Mais cette exaltation de la première heure et ces fusées d’orgueil ne tardèrent pas à se dissiper devant l’affreuse réalité des faits. Augsbourg n’était pas plus facile à défendre que Munich, et l’armée, débandée, ne voulait ni se rassembler ni combattre : généraux, courtisans, ministres, tous demandaient la paix à haute voix. Le maréchal Torring ayant émis l’idée que l’électeur, à la tête de ses troupes, pourrait aller rejoindre l’armée française sur le Rhin et combattre avec elle, comme son aïeul avait fait dans la dernière guerre de Louis XIV, le successeur de Seckendorf dans le commandement de l’armée ne lui répondit que par un éclat de rire. C’était, en un mot, un murmure général qui assourdissait les oreilles du pauvre prince. Il lui fallait donc se rendre ou bien fuir seul, abandonné de tous les siens, sans savoir où poser sa tête et n’ayant pas même, comme son père, la ressource de chercher un asile dans les cités impériales qu’il n’avait pas le droit de se faire ouvrir.

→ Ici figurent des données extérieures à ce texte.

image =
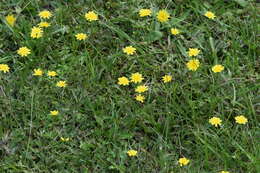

La nécessité était si cruelle et parlait si haut que Chavigny eut à peine le courage de le blâmer, lorsque, mandé chez lui le 19 avril, il le trouva la tête basse, balbutiant des excuses embarrassées, mais résigné et vaincu. Un traité de paix était sur la table, déjà revêtu de sa signature. C’était Seckendorf, sortant de sa retraite simulée, qui l’avait apporté tout rédigé d’avance par le ministre Colloredo, lequel s’était tenu lui-même en observation pendant cette rapide campagne sur

  1. Chavigny à d’Argenson, 7-15 avril 1745. (Correspondance de Bavière. — Ministère des affaires étrangères.)